Editorial on new WHO initiative to strengthen evidence-informed practice
In an opinion piece for the British Medical Journal (BMJ) two Fuse experts take a closer look at the World Health Organization (WHO) Europe action plan to strengthen the use of evidence and research for policy making.
The article ‘Better evidence for smarter policy making’ is co-authored by Fuse Deputy Director David Hunter, Professor of Health Policy and Management, and Dr Shelina Visram (pictured), Fuse associate and Senior Lecturer in Public Policy and Health. In the editorial, the academics from Durham University write:
“As countries struggle to transform their health systems to cope with rising demand, ageing populations, and largely avoidable lifestyle related illnesses within limited budgets, policy makers are desperate for the right kind of evidence. It is not the “what” question that preoccupies them, since the main components of health system transformation are well known and accepted, but how to implement them.

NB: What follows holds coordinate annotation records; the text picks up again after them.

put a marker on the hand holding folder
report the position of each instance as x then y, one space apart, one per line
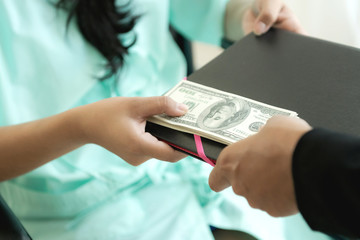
315 78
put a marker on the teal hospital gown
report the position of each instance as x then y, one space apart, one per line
90 193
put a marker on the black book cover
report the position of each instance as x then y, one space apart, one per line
319 80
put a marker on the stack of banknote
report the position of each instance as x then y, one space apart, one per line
217 115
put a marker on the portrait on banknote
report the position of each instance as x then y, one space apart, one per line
223 114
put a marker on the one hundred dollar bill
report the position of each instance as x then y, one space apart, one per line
217 115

“It is therefore timely that WHO Europe is seeking to strengthen the use of evidence and research for policy making. Its action plan was endorsed by all 53 member states at the recent regional committee meeting in Copenhagen. The goal is to consolidate, strengthen, and promote the generation and use of multidisciplinary and intersectoral sources of evidence for making health policy in line with the health related sustainable development goals and the Health 2020 policy framework. One of the four agreed areas for action is knowledge translation and increasing capacity in the journey from research to policy.
“Though directed at countries without robust research infrastructure and strategies, there are important implications for Western European countries like the UK with its much envied National Institute for Health Research. Merely stockpiling research that is little used or ignored is as much a problem in developed health systems, where arguably policy still owes too much to political ideology or beliefs and lacks a good grounding in evidence. Sometimes research lacks impact because academic researchers fail to ask the questions that matter to policy makers, practitioners, and the public, or because the timelines are not aligned to the needs of policy makers.”